Italy-based MeccatroniCore offers a small line of impressive desktop 3D printer units suitable for professional use.
The company’s premier product is the Leonardo 300, named obviously due to the unit’s build volume: 300 x 300 x 300mm. Inside that generous build volume you will find dual extruders suitable of 3D printing a wide variety of materials, including PLA, ABS, Nylon, flexible TPU, HIPS, PVA and many others. The machines rated thinnest layer is 0.05mm, enabling very fine prints.
The Leonardo 300, seen at top, has a heated print surface and enclosed build chamber for print reliability. Steel nozzles are used instead of brass to take the punishment of composite filaments with embedded hard particles, such as metal or ceramic. The machine also includes an out-of-filament detection system.
The €7,000 (USD$7,400) system is intended for professionals requiring accurate, reliable desktop 3D printing of arbitrary engineering-grade materials.
But that’s not the only device made by MeccatroniCore. The company also produces a “Studio” line of desktop 3D printers targeted at “semi professionals”.
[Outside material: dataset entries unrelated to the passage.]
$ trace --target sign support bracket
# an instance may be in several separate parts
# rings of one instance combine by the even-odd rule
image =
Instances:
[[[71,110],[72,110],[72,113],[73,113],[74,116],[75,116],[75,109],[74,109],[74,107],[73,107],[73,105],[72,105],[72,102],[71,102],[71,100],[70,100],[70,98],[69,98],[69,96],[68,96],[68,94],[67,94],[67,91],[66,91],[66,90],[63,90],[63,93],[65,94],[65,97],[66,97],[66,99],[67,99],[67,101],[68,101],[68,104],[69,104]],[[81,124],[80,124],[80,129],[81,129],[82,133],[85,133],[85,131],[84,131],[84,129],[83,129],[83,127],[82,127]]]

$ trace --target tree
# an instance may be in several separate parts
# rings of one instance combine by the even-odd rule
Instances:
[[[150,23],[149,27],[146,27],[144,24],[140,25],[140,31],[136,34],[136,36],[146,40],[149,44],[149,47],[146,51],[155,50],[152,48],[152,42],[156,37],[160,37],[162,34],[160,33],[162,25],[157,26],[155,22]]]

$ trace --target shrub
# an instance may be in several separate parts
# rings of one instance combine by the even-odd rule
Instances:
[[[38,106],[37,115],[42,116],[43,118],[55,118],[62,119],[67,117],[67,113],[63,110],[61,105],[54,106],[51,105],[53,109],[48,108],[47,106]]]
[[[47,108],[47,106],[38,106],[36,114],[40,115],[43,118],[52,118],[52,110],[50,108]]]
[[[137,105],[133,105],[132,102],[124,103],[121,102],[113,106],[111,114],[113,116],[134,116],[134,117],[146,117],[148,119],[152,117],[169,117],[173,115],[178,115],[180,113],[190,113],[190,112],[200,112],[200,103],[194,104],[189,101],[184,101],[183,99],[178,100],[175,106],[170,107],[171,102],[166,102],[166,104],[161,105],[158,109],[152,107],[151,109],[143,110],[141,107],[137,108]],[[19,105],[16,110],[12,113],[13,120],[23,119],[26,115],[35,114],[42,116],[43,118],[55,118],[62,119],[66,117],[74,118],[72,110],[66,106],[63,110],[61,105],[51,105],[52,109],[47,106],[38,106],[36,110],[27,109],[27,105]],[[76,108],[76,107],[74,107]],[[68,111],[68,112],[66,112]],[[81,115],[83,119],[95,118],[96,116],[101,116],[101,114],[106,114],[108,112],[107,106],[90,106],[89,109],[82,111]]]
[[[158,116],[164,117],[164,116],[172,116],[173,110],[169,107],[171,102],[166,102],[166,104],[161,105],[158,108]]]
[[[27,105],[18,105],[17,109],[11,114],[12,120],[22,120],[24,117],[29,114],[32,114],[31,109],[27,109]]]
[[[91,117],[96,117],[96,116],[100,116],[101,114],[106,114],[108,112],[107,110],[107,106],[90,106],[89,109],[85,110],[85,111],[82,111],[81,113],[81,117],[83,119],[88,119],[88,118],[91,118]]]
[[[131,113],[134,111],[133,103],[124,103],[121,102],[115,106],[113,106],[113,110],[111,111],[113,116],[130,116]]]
The Studio 200 offers a 210 x 210 x 260mm build volume, while it’s larger sibling, the Studio 300, has a 310 x 210 x 260mm volume. Each machine is capable of 3D printing the same extensive list of materials as the Leonardo 300, but with only a single extruder. It’s also an open-to-the-air machine and not fully enclosed. These machines are priced at €2,300 (USD$2,400) and €2,700 (USD$2,800).
There’s one catch with these machines: they are built to use 220-240V input power, not 120V as is used in some regions, so be aware you may need power conversion.
Finally, MeccatroniCore also markets a very unusual device, the BB Cure UV curing system. This is a machine that accepts freshly 3D printed objects from a resin-based 3D printer using photopolymers and bathes it in UV light to increase the strength by continuing the photocuring process.
The BB Cure is targeted at jewelry (€900, USD$945) and dental (€1,200 USD$1,260) operations using resin-based 3D printing. It’s a very flexible unit that has a large curing chamber, able to accommodate prints from multiple machines at once, as you can see here. The machine can set different temperatures to ensure optimum curing time and effectiveness.
I say this machine is unusual because MeccatroniCore does not produce a resin-based 3D printer! Their product line is otherwise entirely filament-based and does not require UV curing. Thus, they’re really addressing the shortcomings of other vendors with the BB Cure.